慶應義塾大学医学部 先端医科学研究所 所長
河上 裕


 最近、長年期待されていたT細胞応答を利用するがん免疫療法が、免疫チェックポイント阻害療法(抗PD-1/PD-L1抗体、抗CTLA4抗体)と培養T細胞利用養子免疫療法(腫瘍浸潤T細胞、がん抗原受容体遺伝子導入T細胞)として、明確な治療効果を示すことが明らかになった。従来から免疫療法が効くといわれていた悪性黒色腫や腎癌だけでなく、肺癌、胃癌、膀胱癌、頭頸部癌、肉腫、白血病、悪性リンパ腫など多様ながんで、進行がんに対しても持続する腫瘍縮小効果を示したことは、臨床の場での免疫療法の位置付けを一変させた。その結果、Science誌はCancer immunotherapy を2013年度Breakthrough of the Yearに選び、現在、多くのアカデミアと企業が免疫療法開発に参画し、がん治療の方向性が変わりつつある。一方、まだ効果が認められないがん種や患者も多く、今後、治療効果が期待できる症例を選択するバイオマーカーの同定、治療効果が期待できない症例を効果が得られるように変える方法も含めて、抗腫瘍T細胞応答に重要な複数のポイントを制御する複合免疫療法による治療効果の改善、個々の患者の免疫状態評価に基づいた個別化がん治療の開発が期待されている。

 さて、ヒト腫瘍免疫学の研究は がん免疫療法の開発とともに発展してきたが、近年の各種解析技術の進歩は微量な臨床検体を用いた症例の解析、特に免疫介入臨床試験症例における詳細な免疫学的解析を可能にした。その結果、免疫チェックポイント阻害療法では、がん細胞の主にパッセンジャーミスセンス突然変異由来の変異ペプチドを標的抗原とするT細胞が治療前に誘導されて腫瘍組織に浸潤しているが、腫瘍局所でT細胞が産生するサイトカインで誘導されるがん細胞やその他間質細胞のPD-L1やIDOなどの免疫抑制分子による局所フィードバック機構が作動して、がん細胞を排除できない状態になっている症例があり、そのような症例でPD-1/PD-L1阻害療法で治療効果が認められることが分かってきた。逆にがん遺伝子などのドライバー変異は、良いT細胞の標的抗原にはならずに、むしろ免疫抑制系を促進させる。このように抗腫瘍免疫抑制機構には、がん細胞の遺伝子異常を起点とするものと、誘導された抗腫瘍T細胞を起点とするものがあることが分かった。

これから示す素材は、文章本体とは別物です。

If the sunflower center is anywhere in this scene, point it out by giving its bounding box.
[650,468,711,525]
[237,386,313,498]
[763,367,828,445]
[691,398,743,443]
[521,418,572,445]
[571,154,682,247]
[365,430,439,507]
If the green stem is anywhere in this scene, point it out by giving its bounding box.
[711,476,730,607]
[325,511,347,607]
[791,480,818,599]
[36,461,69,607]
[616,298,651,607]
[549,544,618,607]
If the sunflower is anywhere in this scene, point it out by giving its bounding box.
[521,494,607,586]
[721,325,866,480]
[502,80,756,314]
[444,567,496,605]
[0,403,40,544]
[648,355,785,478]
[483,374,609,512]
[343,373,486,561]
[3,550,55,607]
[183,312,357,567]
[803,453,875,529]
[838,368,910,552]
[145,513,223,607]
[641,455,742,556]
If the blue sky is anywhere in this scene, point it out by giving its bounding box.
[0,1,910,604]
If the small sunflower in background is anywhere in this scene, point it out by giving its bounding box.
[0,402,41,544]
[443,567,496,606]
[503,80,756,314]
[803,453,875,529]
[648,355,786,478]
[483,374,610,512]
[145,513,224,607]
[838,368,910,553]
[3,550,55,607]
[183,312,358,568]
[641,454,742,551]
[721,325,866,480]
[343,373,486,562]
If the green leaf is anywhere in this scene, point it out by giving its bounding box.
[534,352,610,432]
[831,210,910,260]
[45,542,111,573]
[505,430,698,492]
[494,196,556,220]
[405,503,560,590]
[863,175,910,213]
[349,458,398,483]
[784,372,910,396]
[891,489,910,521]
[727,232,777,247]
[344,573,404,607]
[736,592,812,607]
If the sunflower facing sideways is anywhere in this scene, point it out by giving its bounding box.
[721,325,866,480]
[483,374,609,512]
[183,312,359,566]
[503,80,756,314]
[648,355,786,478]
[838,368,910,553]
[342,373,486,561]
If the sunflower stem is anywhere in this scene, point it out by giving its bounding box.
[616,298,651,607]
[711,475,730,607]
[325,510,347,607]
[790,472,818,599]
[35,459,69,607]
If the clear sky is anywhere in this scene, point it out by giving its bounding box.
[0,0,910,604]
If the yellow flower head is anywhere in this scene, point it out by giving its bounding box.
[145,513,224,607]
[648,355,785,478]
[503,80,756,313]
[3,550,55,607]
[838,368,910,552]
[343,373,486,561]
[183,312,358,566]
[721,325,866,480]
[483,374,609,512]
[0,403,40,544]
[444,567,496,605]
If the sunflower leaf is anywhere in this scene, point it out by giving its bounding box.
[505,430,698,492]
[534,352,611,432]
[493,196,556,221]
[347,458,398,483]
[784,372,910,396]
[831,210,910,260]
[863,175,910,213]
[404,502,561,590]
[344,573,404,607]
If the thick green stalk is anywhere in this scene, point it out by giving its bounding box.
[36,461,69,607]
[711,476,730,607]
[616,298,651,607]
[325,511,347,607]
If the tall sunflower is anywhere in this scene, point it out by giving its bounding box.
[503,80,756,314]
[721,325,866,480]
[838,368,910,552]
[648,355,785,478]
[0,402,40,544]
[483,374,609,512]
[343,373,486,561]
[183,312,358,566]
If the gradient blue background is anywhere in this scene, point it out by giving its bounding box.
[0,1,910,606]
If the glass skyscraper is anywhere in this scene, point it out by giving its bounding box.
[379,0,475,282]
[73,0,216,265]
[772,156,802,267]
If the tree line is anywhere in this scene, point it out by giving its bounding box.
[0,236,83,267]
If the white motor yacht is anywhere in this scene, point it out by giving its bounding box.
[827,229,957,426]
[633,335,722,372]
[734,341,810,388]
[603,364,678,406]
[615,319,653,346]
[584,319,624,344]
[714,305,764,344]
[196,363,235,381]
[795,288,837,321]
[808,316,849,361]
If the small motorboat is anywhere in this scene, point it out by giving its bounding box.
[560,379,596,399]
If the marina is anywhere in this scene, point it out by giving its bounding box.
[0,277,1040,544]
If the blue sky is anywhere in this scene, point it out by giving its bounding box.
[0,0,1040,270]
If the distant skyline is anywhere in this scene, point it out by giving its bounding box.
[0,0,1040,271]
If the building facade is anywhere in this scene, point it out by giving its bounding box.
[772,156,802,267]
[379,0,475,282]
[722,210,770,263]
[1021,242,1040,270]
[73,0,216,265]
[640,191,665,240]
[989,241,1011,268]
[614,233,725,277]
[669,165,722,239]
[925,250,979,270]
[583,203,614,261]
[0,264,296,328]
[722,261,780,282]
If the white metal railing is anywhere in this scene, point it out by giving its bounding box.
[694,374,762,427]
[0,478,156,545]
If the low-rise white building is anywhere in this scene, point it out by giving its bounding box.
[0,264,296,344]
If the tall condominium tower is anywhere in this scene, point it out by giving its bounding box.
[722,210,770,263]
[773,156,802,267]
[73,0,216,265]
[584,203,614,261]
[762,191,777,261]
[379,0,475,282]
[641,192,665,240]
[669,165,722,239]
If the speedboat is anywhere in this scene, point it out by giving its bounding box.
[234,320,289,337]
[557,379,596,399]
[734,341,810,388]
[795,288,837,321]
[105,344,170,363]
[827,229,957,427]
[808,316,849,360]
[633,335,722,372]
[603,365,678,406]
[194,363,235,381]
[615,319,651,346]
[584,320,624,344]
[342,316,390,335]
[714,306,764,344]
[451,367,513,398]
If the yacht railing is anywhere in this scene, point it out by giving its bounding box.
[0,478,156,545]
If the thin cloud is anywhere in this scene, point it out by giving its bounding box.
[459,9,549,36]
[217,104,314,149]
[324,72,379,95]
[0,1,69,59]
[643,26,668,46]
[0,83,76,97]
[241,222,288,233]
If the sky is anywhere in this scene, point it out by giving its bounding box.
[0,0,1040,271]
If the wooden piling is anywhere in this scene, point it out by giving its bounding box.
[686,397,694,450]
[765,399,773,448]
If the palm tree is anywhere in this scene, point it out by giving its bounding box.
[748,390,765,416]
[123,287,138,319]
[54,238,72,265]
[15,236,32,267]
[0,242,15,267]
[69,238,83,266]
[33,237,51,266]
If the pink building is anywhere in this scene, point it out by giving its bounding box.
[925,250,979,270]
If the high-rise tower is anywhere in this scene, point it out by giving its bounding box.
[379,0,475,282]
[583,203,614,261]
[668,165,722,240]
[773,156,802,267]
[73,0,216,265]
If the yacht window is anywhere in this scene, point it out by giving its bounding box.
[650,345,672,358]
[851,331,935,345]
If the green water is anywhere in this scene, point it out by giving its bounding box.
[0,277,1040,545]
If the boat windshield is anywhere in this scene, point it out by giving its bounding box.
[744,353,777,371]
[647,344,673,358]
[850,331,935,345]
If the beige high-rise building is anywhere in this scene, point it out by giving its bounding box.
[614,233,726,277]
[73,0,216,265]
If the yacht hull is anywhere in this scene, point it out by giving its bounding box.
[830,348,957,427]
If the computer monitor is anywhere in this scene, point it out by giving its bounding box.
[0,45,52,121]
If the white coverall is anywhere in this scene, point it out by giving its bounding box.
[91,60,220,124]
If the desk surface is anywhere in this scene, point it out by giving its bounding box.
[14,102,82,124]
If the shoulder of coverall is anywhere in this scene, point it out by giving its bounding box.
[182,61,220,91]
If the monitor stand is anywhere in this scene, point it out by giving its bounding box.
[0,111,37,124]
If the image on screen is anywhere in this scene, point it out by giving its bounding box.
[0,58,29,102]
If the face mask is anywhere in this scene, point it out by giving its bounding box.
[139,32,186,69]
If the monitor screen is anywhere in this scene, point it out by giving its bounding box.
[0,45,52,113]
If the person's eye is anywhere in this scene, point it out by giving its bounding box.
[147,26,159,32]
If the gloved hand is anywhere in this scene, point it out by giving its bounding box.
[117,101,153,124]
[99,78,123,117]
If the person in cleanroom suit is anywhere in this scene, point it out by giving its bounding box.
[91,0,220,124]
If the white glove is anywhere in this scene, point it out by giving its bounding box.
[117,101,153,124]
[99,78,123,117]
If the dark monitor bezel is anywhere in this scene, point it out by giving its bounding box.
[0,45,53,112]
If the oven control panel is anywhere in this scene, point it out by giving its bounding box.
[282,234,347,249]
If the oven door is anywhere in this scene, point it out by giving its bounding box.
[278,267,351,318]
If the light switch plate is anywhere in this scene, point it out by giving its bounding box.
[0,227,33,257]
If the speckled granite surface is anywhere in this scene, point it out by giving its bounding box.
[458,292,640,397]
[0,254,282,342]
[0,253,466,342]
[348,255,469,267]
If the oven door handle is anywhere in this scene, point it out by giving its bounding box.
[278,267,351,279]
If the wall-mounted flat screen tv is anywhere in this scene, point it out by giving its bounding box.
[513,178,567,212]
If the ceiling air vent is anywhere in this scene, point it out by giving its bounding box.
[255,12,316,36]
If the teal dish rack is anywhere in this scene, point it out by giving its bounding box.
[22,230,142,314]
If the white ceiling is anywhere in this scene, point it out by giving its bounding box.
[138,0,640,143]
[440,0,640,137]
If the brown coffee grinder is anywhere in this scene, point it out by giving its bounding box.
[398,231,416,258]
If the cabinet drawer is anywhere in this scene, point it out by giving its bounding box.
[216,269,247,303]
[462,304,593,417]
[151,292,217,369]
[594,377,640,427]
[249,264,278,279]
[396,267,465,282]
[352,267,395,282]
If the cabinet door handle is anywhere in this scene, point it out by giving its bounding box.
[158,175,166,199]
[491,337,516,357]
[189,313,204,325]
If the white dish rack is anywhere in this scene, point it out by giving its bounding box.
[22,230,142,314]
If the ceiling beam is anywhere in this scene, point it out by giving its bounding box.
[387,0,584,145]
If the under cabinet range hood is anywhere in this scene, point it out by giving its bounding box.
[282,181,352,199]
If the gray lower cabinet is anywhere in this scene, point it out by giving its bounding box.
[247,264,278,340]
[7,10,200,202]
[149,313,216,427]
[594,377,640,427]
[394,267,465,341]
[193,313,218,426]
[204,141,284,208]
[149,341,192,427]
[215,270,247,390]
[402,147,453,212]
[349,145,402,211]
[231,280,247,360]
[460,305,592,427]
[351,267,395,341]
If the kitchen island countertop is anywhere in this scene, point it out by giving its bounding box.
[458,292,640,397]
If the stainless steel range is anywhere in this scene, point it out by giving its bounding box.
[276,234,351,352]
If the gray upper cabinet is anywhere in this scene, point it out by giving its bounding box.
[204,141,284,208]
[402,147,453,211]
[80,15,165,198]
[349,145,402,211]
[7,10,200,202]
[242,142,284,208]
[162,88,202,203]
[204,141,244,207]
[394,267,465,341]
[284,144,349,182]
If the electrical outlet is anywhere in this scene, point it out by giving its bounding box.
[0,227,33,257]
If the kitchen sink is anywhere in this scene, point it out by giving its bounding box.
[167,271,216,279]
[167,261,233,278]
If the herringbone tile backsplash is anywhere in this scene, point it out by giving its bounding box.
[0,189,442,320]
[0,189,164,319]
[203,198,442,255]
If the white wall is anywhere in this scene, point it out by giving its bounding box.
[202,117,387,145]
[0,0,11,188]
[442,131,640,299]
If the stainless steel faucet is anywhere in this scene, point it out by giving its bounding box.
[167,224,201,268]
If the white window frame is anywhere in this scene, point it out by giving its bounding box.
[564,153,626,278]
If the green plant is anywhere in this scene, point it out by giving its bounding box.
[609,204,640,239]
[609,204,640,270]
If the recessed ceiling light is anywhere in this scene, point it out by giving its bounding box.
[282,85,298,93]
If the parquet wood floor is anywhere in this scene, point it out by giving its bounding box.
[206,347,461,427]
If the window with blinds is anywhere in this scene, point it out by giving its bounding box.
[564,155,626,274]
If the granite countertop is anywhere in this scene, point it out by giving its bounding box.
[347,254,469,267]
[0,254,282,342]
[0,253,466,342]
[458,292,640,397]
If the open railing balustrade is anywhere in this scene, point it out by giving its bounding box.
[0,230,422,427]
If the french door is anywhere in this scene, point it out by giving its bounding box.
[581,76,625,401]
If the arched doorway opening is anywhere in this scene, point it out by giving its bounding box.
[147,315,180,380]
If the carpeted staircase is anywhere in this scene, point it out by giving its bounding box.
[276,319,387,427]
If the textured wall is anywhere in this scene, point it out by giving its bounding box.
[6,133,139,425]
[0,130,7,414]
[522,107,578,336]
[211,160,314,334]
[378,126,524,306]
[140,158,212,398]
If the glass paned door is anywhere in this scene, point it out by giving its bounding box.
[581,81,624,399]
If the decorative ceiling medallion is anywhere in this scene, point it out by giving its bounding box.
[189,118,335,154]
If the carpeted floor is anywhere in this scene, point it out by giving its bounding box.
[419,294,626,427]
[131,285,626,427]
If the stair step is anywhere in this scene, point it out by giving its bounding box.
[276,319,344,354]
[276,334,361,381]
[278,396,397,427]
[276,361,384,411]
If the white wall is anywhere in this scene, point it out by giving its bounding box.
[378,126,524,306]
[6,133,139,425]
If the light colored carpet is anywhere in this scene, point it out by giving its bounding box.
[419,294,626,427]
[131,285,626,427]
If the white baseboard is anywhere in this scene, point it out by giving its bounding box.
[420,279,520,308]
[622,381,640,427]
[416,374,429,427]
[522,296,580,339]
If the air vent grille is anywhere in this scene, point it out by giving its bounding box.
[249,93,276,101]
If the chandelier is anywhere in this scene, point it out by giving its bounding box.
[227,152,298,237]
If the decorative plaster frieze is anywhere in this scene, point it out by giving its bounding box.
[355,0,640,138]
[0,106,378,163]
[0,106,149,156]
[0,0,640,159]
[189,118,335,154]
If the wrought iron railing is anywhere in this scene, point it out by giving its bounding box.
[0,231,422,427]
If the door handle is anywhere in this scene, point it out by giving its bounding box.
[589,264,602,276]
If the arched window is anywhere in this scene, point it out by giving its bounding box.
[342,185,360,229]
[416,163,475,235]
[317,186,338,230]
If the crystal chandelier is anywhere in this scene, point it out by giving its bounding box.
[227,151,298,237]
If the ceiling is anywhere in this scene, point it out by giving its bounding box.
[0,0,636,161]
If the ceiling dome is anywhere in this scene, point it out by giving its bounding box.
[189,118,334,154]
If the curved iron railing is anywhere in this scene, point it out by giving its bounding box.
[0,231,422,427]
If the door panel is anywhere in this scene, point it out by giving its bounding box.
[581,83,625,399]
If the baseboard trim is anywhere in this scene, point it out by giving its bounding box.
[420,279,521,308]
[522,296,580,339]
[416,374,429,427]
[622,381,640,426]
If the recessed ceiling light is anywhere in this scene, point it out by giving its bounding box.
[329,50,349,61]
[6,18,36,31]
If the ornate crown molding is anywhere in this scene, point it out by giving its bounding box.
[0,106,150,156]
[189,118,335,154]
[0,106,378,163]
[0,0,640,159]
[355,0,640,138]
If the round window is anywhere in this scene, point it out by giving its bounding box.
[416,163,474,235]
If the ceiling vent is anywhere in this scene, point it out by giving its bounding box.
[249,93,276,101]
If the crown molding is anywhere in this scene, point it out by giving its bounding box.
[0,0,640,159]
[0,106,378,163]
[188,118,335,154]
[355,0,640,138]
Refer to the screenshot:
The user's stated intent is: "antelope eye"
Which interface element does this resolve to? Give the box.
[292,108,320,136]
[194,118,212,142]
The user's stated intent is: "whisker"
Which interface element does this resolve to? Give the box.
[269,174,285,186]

 今後、個々の患者の治療前の免疫状態を評価することにより、適切な複合的な免疫制御を行う個別化がん免疫療法が重要である。免疫原性の高いDNA突然変異由来抗原をもち、すでに抗腫瘍T細胞が腫瘍浸潤している症例では、PD-1/PD-L1阻害療法で効果が期待できるかもしれない。免疫原性突然変異もなくT細胞がほとんど誘導されていない症例では、人工的な抗腫瘍T細胞を用いた強力な養子免疫療法が必要かもしれない。その中間の免疫状態であれば、様々な免疫制御法(Immunogenic cancer cell deathを起こす薬剤、がんワクチン、樹状細胞やT細胞を活性化する方法、免疫抑制の解除法など)を併用して(複合がん免疫療法)、抗腫瘍T細胞を体内で十分に誘導させてからPD-1/PD-L1阻害療法を行うことも考えられる。また、個々の症例で全エクソンシークエンスにより同定した突然変異をがんワクチンに用いること、さらに突然変異抗原に対するT細胞を体外で増殖培養して用いる養子免疫療法など、究極の個別化がん免疫療法の開発も進められている。これらの課題を解決するために、今、ヒトがん免疫病態のさらなる解明が期待されている。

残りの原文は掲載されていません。